メタプラネット 転職ガイド:有価証券報告書等から読み解く会社の実態

メタプラネット 転職ガイド:有価証券報告書等から読み解く会社の実態

メタプラネットは東京証券取引所スタンダード市場に上場し、ビットコイン関連事業およびホテル事業を展開する企業です。2025年12月期はビットコイン・インカム事業が着実に成果を上げ大幅な増収と営業増益を達成した一方で、ビットコイン価格変動に伴う多額の評価損を計上し、経常赤字となっています。


※本記事は、株式会社メタプラネットの有価証券報告書(第27期、自 2025年1月1日 至 2025年12月31日、2026年3月26日 提出)の公開情報に基づき作成しています。会計基準は Japan GAAP です。

1. メタプラネットってどんな会社?


メタプラネットは、ビットコインを中核資産とするトレジャリー事業とホテル事業を展開する企業です。

(1) 会社概要


同社は1999年にダイキサウンドとして設立され、2004年に株式を上場しました。その後、2013年にホテル事業を開始し、2014年にはレッド・プラネット・ジャパンへ商号を変更しています。2023年に現在のメタプラネットへ商号を変更し、近年はビットコイン関連事業を本格的に展開しています。

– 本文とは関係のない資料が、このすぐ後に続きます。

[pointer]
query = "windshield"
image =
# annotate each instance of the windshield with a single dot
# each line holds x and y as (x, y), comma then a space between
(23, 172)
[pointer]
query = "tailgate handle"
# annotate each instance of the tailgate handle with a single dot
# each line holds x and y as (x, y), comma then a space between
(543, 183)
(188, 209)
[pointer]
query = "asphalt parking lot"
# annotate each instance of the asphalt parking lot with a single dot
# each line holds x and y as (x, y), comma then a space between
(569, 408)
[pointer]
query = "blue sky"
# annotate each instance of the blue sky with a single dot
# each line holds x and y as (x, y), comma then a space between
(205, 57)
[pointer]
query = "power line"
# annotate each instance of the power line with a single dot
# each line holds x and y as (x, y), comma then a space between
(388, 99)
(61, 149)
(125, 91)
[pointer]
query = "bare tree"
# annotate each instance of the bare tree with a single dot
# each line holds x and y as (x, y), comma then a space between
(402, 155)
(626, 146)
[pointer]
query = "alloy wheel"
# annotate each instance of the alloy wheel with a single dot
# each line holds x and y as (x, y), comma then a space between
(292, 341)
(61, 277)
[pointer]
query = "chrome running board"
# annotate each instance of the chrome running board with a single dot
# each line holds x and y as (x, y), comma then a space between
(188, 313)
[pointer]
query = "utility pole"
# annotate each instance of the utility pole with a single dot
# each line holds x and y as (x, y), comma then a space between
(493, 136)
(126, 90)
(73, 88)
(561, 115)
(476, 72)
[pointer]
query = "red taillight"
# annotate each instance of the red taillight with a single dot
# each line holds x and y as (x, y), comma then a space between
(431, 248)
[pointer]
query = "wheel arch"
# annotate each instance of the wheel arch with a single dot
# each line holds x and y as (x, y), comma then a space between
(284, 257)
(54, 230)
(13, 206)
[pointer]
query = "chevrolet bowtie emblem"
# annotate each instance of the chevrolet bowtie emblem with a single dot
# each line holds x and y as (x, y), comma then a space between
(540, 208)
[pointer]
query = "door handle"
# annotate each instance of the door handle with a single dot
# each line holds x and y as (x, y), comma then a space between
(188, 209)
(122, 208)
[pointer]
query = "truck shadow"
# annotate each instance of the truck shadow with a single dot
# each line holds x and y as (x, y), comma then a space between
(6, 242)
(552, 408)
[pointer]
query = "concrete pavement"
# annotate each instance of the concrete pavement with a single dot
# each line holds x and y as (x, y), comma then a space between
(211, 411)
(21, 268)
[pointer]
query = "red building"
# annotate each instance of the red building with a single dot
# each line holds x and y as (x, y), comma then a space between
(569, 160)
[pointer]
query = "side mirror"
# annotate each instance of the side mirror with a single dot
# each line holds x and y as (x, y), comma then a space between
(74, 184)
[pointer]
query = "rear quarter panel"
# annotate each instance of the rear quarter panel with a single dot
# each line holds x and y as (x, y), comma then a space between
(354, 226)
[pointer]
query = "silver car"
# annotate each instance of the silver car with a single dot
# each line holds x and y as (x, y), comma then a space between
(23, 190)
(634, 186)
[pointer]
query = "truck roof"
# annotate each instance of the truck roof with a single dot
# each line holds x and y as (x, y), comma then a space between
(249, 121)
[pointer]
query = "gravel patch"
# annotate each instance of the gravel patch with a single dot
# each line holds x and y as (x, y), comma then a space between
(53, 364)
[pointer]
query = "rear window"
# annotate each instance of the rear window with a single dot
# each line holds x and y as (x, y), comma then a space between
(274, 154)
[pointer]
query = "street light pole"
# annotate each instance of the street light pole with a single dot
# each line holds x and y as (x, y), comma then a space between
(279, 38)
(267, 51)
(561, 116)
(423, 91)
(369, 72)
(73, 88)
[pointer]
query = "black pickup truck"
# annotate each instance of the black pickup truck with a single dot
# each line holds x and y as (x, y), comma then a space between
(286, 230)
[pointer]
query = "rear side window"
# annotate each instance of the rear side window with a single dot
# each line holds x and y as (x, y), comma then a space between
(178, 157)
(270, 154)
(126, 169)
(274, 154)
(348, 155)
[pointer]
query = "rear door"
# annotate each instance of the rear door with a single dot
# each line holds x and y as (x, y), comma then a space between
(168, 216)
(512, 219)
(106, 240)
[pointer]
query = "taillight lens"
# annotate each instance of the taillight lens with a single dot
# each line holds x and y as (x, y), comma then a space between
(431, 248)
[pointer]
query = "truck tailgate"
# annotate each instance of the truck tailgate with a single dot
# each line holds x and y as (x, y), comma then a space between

現在の従業員数は連結で35名、単体で16名です。大株主の構成を見ると、筆頭株主はSTATE STREET BANK AND TRUST COMPANY 505001であり、第2位はCLEARSTREAM BANKING S.A.、第3位はNATIONAL FINANCIAL SERVICES LLCと、海外の金融機関やファンドが多く名を連ねています。

氏名 持株比率
STATE STREET BANK AND TRUST COMPANY 505001 13.07%
CLEARSTREAM BANKING S.A. 8.66%
NATIONAL FINANCIAL SERVICES LLC 8.38%

(2) 経営陣


同社の役員は男性9名、女性1名の計10名で構成され、女性役員比率は10.0%です。代表執行役CEO取締役議長のサイモン・ゲロヴィッチ氏を中心に経営を行っています。社外取締役比率は90.0%です。

氏名 役職 主な経歴
サイモン・ゲロヴィッチ 代表執行役CEO取締役議長 ハーバード大学卒業後、ゴールドマン・サックス証券に入社。Evolution Capital Public Company Limited社CEO等を経て、2022年に代表取締役社長、2026年より現職。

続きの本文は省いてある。